Government Development Bank For Puerto Rico, Respondent, v Ernst & Young et al., Appellants.
    [665 NYS2d 904]
   —Order, Supreme Court, New York County (Emily Goodman, J.), entered April 4, 1997, which denied defendants’ motion for summary judgment dismissing the complaint on Statute of Limitations grounds, and granted plaintiff’s cross motion to the extent of finding that the complaint is not time-barred, unanimously modified, on the law, the cross motion denied, and otherwise affirmed, without costs.

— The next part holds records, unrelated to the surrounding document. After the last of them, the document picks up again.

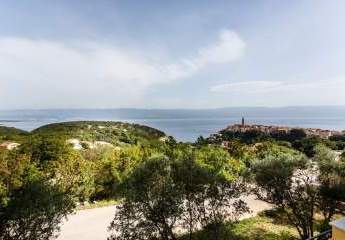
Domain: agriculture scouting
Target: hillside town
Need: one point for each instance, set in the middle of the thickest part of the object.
(273, 129)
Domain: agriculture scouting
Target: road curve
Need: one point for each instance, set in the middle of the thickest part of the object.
(92, 224)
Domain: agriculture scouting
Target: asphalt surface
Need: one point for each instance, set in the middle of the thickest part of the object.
(92, 224)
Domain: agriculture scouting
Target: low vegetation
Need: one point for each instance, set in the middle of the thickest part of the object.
(168, 190)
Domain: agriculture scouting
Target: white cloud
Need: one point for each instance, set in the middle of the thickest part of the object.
(278, 93)
(253, 86)
(41, 73)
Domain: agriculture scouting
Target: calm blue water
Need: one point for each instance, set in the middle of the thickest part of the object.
(185, 125)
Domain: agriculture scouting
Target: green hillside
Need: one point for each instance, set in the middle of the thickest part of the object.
(112, 132)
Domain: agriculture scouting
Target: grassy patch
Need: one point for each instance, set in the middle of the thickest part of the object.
(266, 226)
(98, 204)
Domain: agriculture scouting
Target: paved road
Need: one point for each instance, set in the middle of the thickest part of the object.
(92, 224)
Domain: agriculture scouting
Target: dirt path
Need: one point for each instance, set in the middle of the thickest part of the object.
(92, 224)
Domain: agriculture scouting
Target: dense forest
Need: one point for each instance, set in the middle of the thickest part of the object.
(166, 189)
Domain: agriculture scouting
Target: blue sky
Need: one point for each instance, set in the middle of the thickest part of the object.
(171, 54)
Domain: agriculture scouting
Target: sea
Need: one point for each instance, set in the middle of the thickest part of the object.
(185, 124)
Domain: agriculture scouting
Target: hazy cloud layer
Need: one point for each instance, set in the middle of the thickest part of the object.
(85, 74)
(298, 92)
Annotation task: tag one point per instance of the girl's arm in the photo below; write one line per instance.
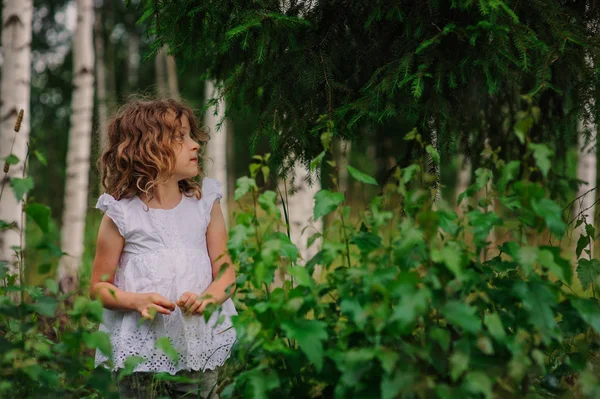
(108, 251)
(223, 283)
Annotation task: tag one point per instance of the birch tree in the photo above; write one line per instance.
(14, 94)
(216, 149)
(78, 154)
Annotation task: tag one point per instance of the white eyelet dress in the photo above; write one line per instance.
(165, 252)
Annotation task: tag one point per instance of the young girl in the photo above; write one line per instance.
(161, 258)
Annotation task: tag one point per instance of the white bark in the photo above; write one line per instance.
(216, 149)
(100, 82)
(586, 171)
(161, 64)
(172, 76)
(463, 180)
(344, 150)
(78, 155)
(300, 208)
(133, 60)
(14, 95)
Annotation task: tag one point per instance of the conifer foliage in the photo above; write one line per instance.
(458, 67)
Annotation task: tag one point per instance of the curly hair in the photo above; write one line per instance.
(139, 152)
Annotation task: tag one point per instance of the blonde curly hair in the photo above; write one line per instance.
(139, 152)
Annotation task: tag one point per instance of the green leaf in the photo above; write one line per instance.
(44, 268)
(412, 304)
(21, 186)
(326, 202)
(590, 230)
(238, 238)
(360, 176)
(441, 336)
(310, 335)
(584, 241)
(366, 241)
(537, 300)
(478, 382)
(509, 173)
(392, 385)
(552, 215)
(12, 159)
(98, 340)
(164, 344)
(433, 153)
(355, 311)
(527, 256)
(301, 276)
(129, 366)
(260, 382)
(40, 157)
(40, 215)
(52, 286)
(46, 306)
(563, 270)
(588, 271)
(494, 325)
(459, 363)
(451, 255)
(462, 315)
(542, 155)
(267, 202)
(589, 311)
(243, 186)
(316, 161)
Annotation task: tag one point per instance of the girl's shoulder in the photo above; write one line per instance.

The motion court properly denied defendants’ motion, which was based on Puerto Rico’s one-year Statute of Limitations for tort actions and New York’s borrowing statute (see, PR Laws Annot, tit 31, § 5298; CPLR 202). Generally, Puerto Rico’s one-year Statute of Limitations does not commence to run until the plaintiff realizes he might suffer an injurious aftereffect (even if the full extent of that injury cannot yet be determined), and has general knowledge of the author of the injury (Rodriguez-Suris v Montesinos, 123 F3d 10). In this respect, an injured party need not await a judicial determination of injury before acquiring knowledge sufficient to trigger the Statute of Limitations (Rosado Serrano v E.I. Dupont de Nemours & Co., 797 F Supp 98, 103).

Here, the evidence revealed that until May 17, 1993, when the chapter 7 bankruptcy auction of collateral secured by plaintiff’s mortgage yielded insufficient recompense for its loan, plaintiff could reasonably have believed that it would not suffer any damage since, prior to that date, it had two offers for the purchase of that collateral in amounts sufficient to repay the loan. A question of fact remains, however, as to the point at which plaintiff should have realized the “marginal” or “uncertain” value of its collateral. Plaintiff failed to bear its burden of establishing insufficient notice of the extent of its injury within the period of limitations (Barretto Peat v Ayala Colon Sucrs., 896 F2d 656, 658), such as would preclude factual inquiry on this question (Santiago Hodge v Parke Davis & Co., 909 F2d 628). Concur—Murphy, P. J., Milonas, Wallaeh, Rubin and Mazzarelli, JJ.